Following Binance and KuCoin, two more offshore cryptocurrency exchanges are expected to receive approval from India’s financial regulator by March 2025.
India’s Financial Intelligence Unit is reviewing registration requests from four offshore exchanges, people familiar with the matter told a local media outlet. The names of the platforms were not disclosed, but the source said two of the entities could be allowed to operate by the end of Financial Year 2025.
Last year, the FIU sent show-cause notices to nine foreign cryptocurrency exchanges, namely Binance, KuCoin, Huobi, Kraken, Gate.io, Bittrex, Bitstamp, MEXC Global, and Bitfinex. According to the regulator, these platforms failed to meet registration requirements and were not compliant with the country’s anti-money laundering rules.
Subsequently, as part of the crackdown, Indians were prevented from accessing the affected platforms’ websites and mobile apps, in accordance with India’s Prevention of Money Laundering Act. The blocking follows a March 2023 order by the Indian Finance Ministry requiring crypto exchanges to register with the FIU as reporting entities.

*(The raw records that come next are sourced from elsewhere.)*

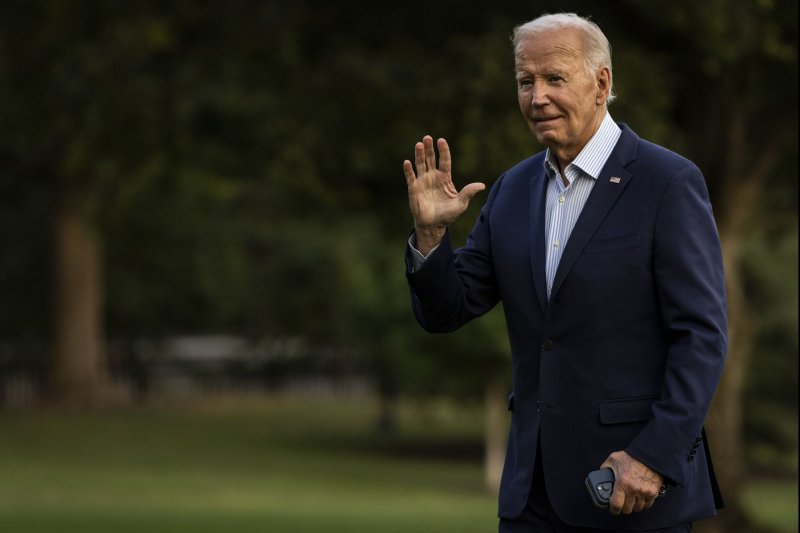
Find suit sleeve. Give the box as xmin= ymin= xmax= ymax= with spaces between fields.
xmin=625 ymin=164 xmax=728 ymax=487
xmin=405 ymin=175 xmax=505 ymax=333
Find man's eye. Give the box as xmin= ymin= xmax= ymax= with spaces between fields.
xmin=518 ymin=79 xmax=532 ymax=87
xmin=548 ymin=76 xmax=564 ymax=83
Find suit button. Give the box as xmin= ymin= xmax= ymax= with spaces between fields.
xmin=542 ymin=340 xmax=554 ymax=350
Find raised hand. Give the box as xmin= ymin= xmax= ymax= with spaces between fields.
xmin=403 ymin=135 xmax=485 ymax=255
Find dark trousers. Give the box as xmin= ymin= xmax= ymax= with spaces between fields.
xmin=498 ymin=444 xmax=691 ymax=533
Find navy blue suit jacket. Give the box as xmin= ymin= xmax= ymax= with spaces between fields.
xmin=406 ymin=125 xmax=727 ymax=530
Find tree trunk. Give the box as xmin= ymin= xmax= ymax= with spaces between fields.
xmin=694 ymin=109 xmax=780 ymax=533
xmin=485 ymin=374 xmax=507 ymax=493
xmin=51 ymin=180 xmax=111 ymax=406
xmin=696 ymin=229 xmax=758 ymax=532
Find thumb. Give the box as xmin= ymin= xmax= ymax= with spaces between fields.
xmin=459 ymin=182 xmax=486 ymax=205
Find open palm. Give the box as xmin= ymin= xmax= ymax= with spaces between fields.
xmin=403 ymin=136 xmax=485 ymax=233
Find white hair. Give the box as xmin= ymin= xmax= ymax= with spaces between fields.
xmin=512 ymin=13 xmax=616 ymax=105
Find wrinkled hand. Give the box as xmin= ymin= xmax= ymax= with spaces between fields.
xmin=600 ymin=451 xmax=664 ymax=515
xmin=403 ymin=135 xmax=484 ymax=254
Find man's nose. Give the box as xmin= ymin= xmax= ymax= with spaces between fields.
xmin=530 ymin=82 xmax=549 ymax=105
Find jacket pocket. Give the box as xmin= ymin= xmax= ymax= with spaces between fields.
xmin=599 ymin=395 xmax=658 ymax=424
xmin=583 ymin=231 xmax=641 ymax=254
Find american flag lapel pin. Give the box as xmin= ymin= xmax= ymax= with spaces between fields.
xmin=609 ymin=176 xmax=621 ymax=184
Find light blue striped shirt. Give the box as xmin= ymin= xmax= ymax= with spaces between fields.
xmin=543 ymin=112 xmax=621 ymax=297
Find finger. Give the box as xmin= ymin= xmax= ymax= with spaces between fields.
xmin=423 ymin=135 xmax=436 ymax=172
xmin=621 ymin=494 xmax=636 ymax=515
xmin=458 ymin=182 xmax=486 ymax=205
xmin=644 ymin=484 xmax=661 ymax=509
xmin=644 ymin=495 xmax=657 ymax=510
xmin=414 ymin=141 xmax=426 ymax=175
xmin=633 ymin=497 xmax=646 ymax=513
xmin=609 ymin=486 xmax=625 ymax=516
xmin=437 ymin=138 xmax=451 ymax=174
xmin=403 ymin=160 xmax=416 ymax=187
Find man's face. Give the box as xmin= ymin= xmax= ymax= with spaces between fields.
xmin=515 ymin=28 xmax=610 ymax=166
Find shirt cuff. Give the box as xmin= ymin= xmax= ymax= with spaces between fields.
xmin=408 ymin=234 xmax=440 ymax=272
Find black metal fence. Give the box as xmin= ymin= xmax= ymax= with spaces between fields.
xmin=1 ymin=336 xmax=372 ymax=406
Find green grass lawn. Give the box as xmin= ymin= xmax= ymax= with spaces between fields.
xmin=0 ymin=395 xmax=496 ymax=533
xmin=0 ymin=394 xmax=796 ymax=533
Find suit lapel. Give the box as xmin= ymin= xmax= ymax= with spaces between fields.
xmin=549 ymin=127 xmax=639 ymax=301
xmin=529 ymin=168 xmax=549 ymax=312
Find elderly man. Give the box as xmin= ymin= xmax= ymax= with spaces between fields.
xmin=402 ymin=12 xmax=726 ymax=533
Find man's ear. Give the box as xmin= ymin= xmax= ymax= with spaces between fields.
xmin=595 ymin=66 xmax=612 ymax=105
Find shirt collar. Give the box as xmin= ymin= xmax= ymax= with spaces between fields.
xmin=543 ymin=112 xmax=622 ymax=180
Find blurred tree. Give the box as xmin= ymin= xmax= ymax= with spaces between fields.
xmin=0 ymin=1 xmax=173 ymax=403
xmin=742 ymin=224 xmax=798 ymax=474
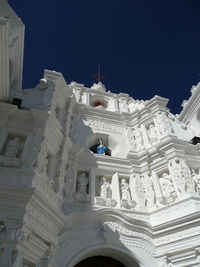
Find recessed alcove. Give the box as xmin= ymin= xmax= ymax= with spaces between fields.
xmin=88 ymin=133 xmax=111 ymax=156
xmin=91 ymin=95 xmax=108 ymax=109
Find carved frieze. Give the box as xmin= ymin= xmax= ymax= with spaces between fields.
xmin=84 ymin=119 xmax=122 ymax=134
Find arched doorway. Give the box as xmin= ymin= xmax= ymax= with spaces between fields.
xmin=75 ymin=256 xmax=125 ymax=267
xmin=67 ymin=246 xmax=142 ymax=267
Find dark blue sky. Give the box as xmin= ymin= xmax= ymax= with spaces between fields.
xmin=11 ymin=0 xmax=200 ymax=114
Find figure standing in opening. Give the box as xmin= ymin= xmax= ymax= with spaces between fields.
xmin=97 ymin=139 xmax=107 ymax=155
xmin=100 ymin=177 xmax=111 ymax=198
xmin=121 ymin=178 xmax=131 ymax=201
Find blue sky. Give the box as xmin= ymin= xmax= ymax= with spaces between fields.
xmin=11 ymin=0 xmax=200 ymax=114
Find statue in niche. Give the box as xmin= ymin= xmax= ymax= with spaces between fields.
xmin=148 ymin=124 xmax=158 ymax=142
xmin=100 ymin=177 xmax=111 ymax=198
xmin=120 ymin=178 xmax=131 ymax=201
xmin=191 ymin=170 xmax=200 ymax=191
xmin=126 ymin=128 xmax=136 ymax=149
xmin=182 ymin=162 xmax=195 ymax=194
xmin=169 ymin=159 xmax=186 ymax=196
xmin=97 ymin=139 xmax=107 ymax=155
xmin=119 ymin=98 xmax=129 ymax=113
xmin=142 ymin=173 xmax=155 ymax=209
xmin=160 ymin=172 xmax=176 ymax=199
xmin=169 ymin=159 xmax=195 ymax=196
xmin=77 ymin=173 xmax=88 ymax=194
xmin=155 ymin=111 xmax=173 ymax=136
xmin=134 ymin=126 xmax=144 ymax=150
xmin=4 ymin=137 xmax=22 ymax=158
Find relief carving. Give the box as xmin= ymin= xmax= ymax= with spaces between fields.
xmin=142 ymin=173 xmax=156 ymax=209
xmin=168 ymin=159 xmax=195 ymax=197
xmin=95 ymin=176 xmax=117 ymax=207
xmin=134 ymin=126 xmax=144 ymax=151
xmin=191 ymin=169 xmax=200 ymax=194
xmin=120 ymin=178 xmax=136 ymax=209
xmin=148 ymin=124 xmax=159 ymax=143
xmin=155 ymin=111 xmax=174 ymax=136
xmin=159 ymin=172 xmax=177 ymax=203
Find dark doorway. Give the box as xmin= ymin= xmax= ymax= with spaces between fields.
xmin=75 ymin=256 xmax=126 ymax=267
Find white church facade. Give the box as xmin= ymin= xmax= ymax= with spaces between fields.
xmin=0 ymin=1 xmax=200 ymax=266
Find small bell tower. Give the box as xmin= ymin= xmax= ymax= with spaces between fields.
xmin=0 ymin=0 xmax=24 ymax=101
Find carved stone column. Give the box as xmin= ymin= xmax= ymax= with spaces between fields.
xmin=151 ymin=170 xmax=163 ymax=206
xmin=90 ymin=167 xmax=96 ymax=205
xmin=111 ymin=172 xmax=121 ymax=208
xmin=140 ymin=124 xmax=151 ymax=148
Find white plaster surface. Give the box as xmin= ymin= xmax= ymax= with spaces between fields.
xmin=1 ymin=2 xmax=200 ymax=267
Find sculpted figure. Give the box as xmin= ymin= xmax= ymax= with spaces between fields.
xmin=133 ymin=175 xmax=145 ymax=208
xmin=169 ymin=159 xmax=195 ymax=196
xmin=148 ymin=124 xmax=158 ymax=142
xmin=142 ymin=173 xmax=155 ymax=208
xmin=169 ymin=159 xmax=186 ymax=196
xmin=191 ymin=170 xmax=200 ymax=191
xmin=77 ymin=173 xmax=88 ymax=194
xmin=97 ymin=139 xmax=107 ymax=155
xmin=134 ymin=126 xmax=144 ymax=150
xmin=156 ymin=111 xmax=173 ymax=136
xmin=182 ymin=161 xmax=195 ymax=194
xmin=4 ymin=137 xmax=22 ymax=158
xmin=127 ymin=128 xmax=136 ymax=149
xmin=160 ymin=173 xmax=175 ymax=198
xmin=100 ymin=177 xmax=111 ymax=198
xmin=120 ymin=178 xmax=131 ymax=201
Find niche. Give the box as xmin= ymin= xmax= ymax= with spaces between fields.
xmin=88 ymin=134 xmax=111 ymax=156
xmin=91 ymin=96 xmax=108 ymax=109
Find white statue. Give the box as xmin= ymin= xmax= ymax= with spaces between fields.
xmin=120 ymin=178 xmax=131 ymax=201
xmin=134 ymin=175 xmax=146 ymax=208
xmin=182 ymin=162 xmax=195 ymax=194
xmin=148 ymin=124 xmax=158 ymax=142
xmin=100 ymin=177 xmax=111 ymax=198
xmin=169 ymin=159 xmax=195 ymax=196
xmin=191 ymin=170 xmax=200 ymax=191
xmin=169 ymin=159 xmax=186 ymax=196
xmin=126 ymin=128 xmax=136 ymax=149
xmin=77 ymin=173 xmax=88 ymax=194
xmin=142 ymin=173 xmax=155 ymax=208
xmin=4 ymin=137 xmax=22 ymax=158
xmin=155 ymin=112 xmax=173 ymax=136
xmin=134 ymin=126 xmax=144 ymax=150
xmin=160 ymin=173 xmax=175 ymax=198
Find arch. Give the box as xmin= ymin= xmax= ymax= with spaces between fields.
xmin=75 ymin=256 xmax=126 ymax=267
xmin=67 ymin=245 xmax=142 ymax=267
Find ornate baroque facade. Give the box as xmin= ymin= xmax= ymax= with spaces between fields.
xmin=1 ymin=1 xmax=200 ymax=266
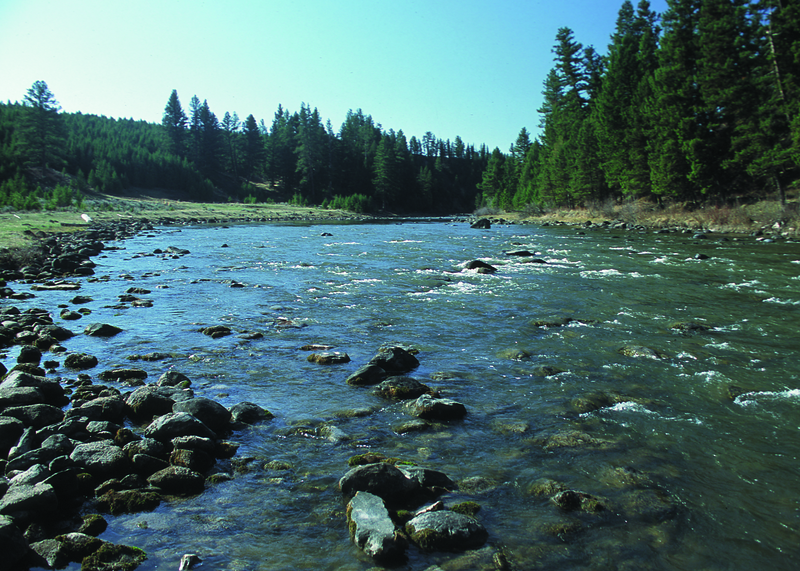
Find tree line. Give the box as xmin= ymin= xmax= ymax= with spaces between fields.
xmin=1 ymin=82 xmax=489 ymax=213
xmin=478 ymin=0 xmax=799 ymax=211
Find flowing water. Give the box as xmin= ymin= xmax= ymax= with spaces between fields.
xmin=4 ymin=220 xmax=800 ymax=570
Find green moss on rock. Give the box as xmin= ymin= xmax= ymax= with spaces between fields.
xmin=81 ymin=543 xmax=146 ymax=571
xmin=450 ymin=501 xmax=481 ymax=517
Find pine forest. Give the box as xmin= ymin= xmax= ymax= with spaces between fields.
xmin=1 ymin=0 xmax=798 ymax=215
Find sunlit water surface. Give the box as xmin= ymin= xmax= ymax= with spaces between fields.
xmin=4 ymin=221 xmax=800 ymax=570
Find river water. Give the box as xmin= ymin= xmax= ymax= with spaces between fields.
xmin=5 ymin=220 xmax=800 ymax=570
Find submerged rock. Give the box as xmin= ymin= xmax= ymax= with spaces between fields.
xmin=618 ymin=345 xmax=665 ymax=359
xmin=84 ymin=323 xmax=123 ymax=337
xmin=307 ymin=351 xmax=351 ymax=365
xmin=373 ymin=376 xmax=434 ymax=400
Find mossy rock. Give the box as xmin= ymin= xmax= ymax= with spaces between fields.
xmin=79 ymin=514 xmax=108 ymax=536
xmin=81 ymin=543 xmax=147 ymax=571
xmin=348 ymin=452 xmax=387 ymax=466
xmin=450 ymin=501 xmax=481 ymax=517
xmin=527 ymin=478 xmax=568 ymax=497
xmin=96 ymin=490 xmax=161 ymax=515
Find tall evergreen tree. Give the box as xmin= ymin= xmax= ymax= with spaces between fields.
xmin=241 ymin=114 xmax=263 ymax=181
xmin=19 ymin=80 xmax=65 ymax=169
xmin=221 ymin=111 xmax=241 ymax=179
xmin=162 ymin=89 xmax=187 ymax=158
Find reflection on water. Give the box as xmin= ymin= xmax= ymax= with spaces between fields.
xmin=4 ymin=221 xmax=800 ymax=570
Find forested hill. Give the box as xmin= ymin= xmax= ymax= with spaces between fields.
xmin=0 ymin=89 xmax=489 ymax=214
xmin=477 ymin=0 xmax=799 ymax=210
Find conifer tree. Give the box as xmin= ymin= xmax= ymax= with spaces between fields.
xmin=242 ymin=114 xmax=263 ymax=181
xmin=20 ymin=80 xmax=65 ymax=169
xmin=162 ymin=89 xmax=187 ymax=158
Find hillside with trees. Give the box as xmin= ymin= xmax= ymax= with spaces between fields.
xmin=478 ymin=0 xmax=799 ymax=211
xmin=1 ymin=83 xmax=488 ymax=214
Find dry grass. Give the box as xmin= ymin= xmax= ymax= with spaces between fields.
xmin=501 ymin=198 xmax=800 ymax=237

According to the source, the two exchanges that have sought approval will undergo a “thorough review of transaction visibility, suspicious transaction reporting, and other related issues” before being allowed to continue operating. They will also be subject to penalties based on the scale of their activities prior to the ban and the extent of their non-compliance.
“We will only allow any crypto exchange to operate in India after a complete due diligence. We are very strict on compliance,” the source added.
KuCoin became the first FIU-compliant exchange after paying a penalty of INR 34.5 lakh (approximately $41,000). However, this penalty was modest compared to the $2.25 million that Binance had to pay.
Singapore-based Bitget has been in active talks with the FIU, alongside other exchanges. At the time of writing, there were 48 registered crypto assets in India, including Binance and KuCoin.
Chainalysis has marked India as one of the fastest-growing crypto economies with the highest adoption rate by 2023. Therefore, it comes as no surprise that global crypto exchanges are aiming to get back into the booming market that is estimated to generate over $1 billion in revenue by 2023.
However, this may not be smooth sailing as forex exchanges are expected to be registered under India’s Goods and Services Tax regime, which could further increase operating costs. Binance was asked to pay $86 million to clear outstanding GST dues on trading fees collected from Indian customers before the December ban.